Most juniors will be given diligence to do (or disclosure schedules on the sell-side). This is the same on both public and private deals. There’s possibly more inclination to let juniors run with drafting pieces (and maybe have a crack at the acquisition agreement or sections of it) on private deals - there are more moving pieces, so more scope for you to take sections. My experience was also that you had much more client contact at an early stage on PE deals. The key stakeholders on a $10 bn public merger are usually C-suite or senior folks in corp dev. Those aren’t relationships firms want to put in just anyone’s hands.
As others have said, you only need to look at league tables to see which firms figure in both the public and PE spaces.

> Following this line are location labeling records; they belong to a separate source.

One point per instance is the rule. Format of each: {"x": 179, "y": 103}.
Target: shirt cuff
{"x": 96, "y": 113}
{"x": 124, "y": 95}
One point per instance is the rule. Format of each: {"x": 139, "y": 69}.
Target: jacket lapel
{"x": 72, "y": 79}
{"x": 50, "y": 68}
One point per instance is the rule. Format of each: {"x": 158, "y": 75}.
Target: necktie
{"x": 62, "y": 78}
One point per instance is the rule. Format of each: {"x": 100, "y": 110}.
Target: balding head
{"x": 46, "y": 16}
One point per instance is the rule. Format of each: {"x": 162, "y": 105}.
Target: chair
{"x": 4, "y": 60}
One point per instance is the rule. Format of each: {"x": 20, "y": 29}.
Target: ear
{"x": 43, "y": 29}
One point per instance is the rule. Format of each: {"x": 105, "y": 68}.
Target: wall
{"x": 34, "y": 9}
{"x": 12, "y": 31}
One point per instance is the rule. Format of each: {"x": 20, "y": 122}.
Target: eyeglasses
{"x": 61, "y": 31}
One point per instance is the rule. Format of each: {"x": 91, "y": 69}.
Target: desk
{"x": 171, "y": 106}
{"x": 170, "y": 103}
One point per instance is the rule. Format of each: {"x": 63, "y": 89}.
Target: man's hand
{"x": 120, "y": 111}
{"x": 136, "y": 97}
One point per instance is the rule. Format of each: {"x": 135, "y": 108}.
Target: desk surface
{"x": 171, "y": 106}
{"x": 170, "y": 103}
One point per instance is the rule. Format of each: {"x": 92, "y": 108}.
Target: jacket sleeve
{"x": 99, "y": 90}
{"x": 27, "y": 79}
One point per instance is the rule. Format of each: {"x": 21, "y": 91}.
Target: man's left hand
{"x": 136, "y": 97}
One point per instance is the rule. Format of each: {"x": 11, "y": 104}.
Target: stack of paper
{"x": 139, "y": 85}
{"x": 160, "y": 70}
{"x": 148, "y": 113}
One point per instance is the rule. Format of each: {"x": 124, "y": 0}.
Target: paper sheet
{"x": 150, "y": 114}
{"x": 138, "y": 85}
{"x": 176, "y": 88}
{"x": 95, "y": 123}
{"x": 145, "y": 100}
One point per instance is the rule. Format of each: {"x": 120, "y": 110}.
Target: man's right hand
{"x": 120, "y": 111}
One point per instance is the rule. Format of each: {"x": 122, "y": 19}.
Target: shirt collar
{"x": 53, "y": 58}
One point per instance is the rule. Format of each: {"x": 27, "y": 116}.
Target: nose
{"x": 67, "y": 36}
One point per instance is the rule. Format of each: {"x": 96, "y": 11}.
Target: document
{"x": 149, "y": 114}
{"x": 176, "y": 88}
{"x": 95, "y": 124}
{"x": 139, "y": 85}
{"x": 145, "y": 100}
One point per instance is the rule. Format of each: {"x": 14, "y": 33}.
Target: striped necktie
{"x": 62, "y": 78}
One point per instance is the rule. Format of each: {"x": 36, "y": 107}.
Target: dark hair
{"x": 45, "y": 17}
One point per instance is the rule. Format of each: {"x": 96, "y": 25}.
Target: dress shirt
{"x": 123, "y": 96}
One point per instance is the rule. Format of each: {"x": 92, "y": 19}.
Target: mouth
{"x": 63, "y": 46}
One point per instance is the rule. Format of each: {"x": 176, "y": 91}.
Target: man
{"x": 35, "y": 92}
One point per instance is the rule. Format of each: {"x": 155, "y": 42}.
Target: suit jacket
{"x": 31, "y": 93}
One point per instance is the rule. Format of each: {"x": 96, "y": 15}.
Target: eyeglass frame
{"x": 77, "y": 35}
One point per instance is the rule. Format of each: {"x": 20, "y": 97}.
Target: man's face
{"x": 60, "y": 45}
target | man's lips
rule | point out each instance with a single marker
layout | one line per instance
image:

But don’t get too hung up on these: Wachtell, while being the firm with the most big public deals going, also does do PE deals (e.g., for Blackstone, sometimes Carlyle). S&C has good relationships with several PE houses, as does DPW. K&E is a behemoth now and does a huge number of deals across the board. Whether that means you can realistically do a mix of all kinds of deals is a different question.
STB maintains a good mix of public and PE deals, and the centralized staffing at least at one point meant that there were people keeping an eye on the different types of deals you’d done - so every third year would do some kind of reorg or transition services agreement, they made sure that (deals permitting) you’d get to look at a SPAC deal and a public merger and take-privates at the appropriate times, etc.
In addition to Debevoise, other firms with a good balance include Paul Weiss (Apollo’s main counsel; doing more and more with outfits like Carlyle; a fantastic public practice), Cleary, and to some extent Fried Frank. At a firm with diverse geographies (like Latham or Kirkland) and more of an “eat what you kill” structure (where partners have less incentive to spread work broadly) be careful to ensure that the office/position you’re taking means that you can do the work you want to do (or be exposed to a spread of stuff). This isn’t necessarily an impediment, but you should try to get a sense of what this means for you before going to a place because of its “balance”. (Similar questions with Weil’s split between public and PE teams.)